Degraded women has been a subject that has been explored quite viscerally during Milan fashion week. Most of the blogs covering the subject have featured the Nolita anti-anorexia advert, there is an examination of the advert at Back in Skinny Jeans that describes the problems around such an approach, including the lack of backing from any anti-anorexia campaigns. In a sense the ad is worrying, while a lot of people support Isabelle Caro for her decision to post I wonder how she will feel about it in the future, provided she manages to recover from her illness. It feels like it degrades her to an extent, she is someone suffering from something very complicated and she has made it clear, despite being used as an example of a person who is size zero that she has not been specifically influenced by the fashion industry. It has always felt to me that the criticism of the fashion industry has been a convenient ploy that allows communities to avoid discussing anorexia and other illnesses centred on eating appropriately. Food is an intensely complicated issue, most people have worries and obsessions that surround eating, sometimes compulsions arise and no one, absolutely no one can look at themselves in a mirror, photograph or film and see what everyone else can, it is simply too shocking to be confronted by your own physicality when you live only inside your own body. I doubt that this advertising campaign is ultimately going to come to anything when I think about the fashion culture, which is so rarely touched by anything except money and its internal politics.

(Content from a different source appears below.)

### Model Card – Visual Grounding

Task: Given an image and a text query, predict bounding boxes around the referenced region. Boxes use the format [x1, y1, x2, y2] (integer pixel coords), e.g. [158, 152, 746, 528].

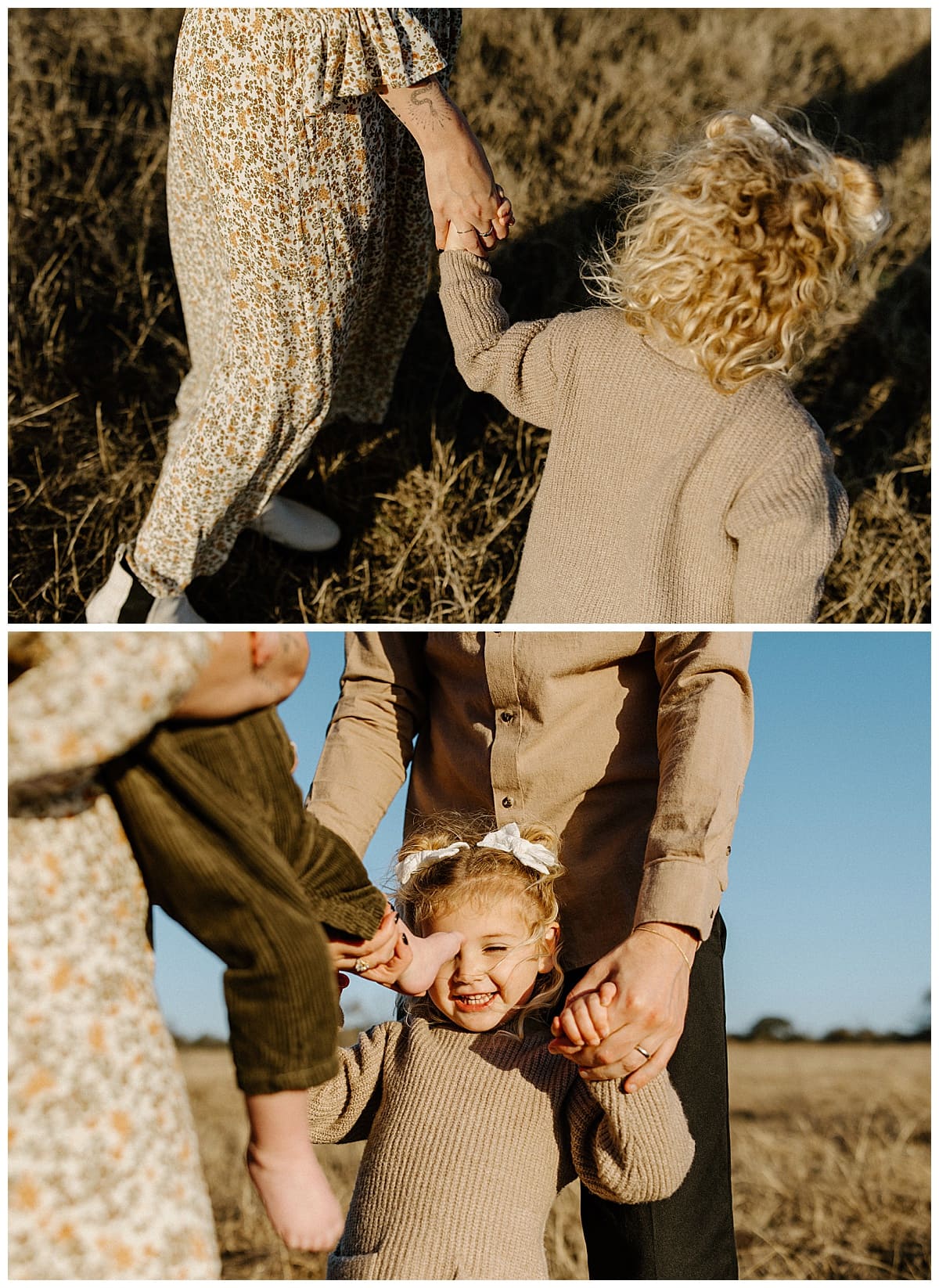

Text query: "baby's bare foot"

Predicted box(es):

Then there's the photo shoot that has featured in Italian Vogue. Is it a photo discussion of women as degraded by circumstance or is it a jeering account of how weak they are? It is in parts beautiful but also horrific because it is so reminiscent of how very degrading the actions in Iraq have been. If the women were substituted with men you would have, at times, a celebrated war movie and that's a very telling reading of the culture that we live in because this is a glamorous and degrading war story. It isn't automatically less so because it's a fashion shoot featuring beautiful bodies and clothes. Stories of war must degrade and you can never adequately bring the tale across to people who have always lived comfortably, no matter how horrible moments on film are. So do we command everyone to stop making images and telling stories because there isn't a clear and vocal moral message inherent in pictures or do we let all artists, even fashion photographers explore events that are happening now? The images can be read in so many ways, are these about rape or about women left behind, are they about pain or degradation? It's impossible to tell what the motivation is and even what the story is but it does bring across discomfort, horror and glamour so to an extent it has worked. Finally and importantly this is to an extent a criticism, the photographer Steven Meisel is American, the men are portrayed negatively and are clearly meant to be of US origin.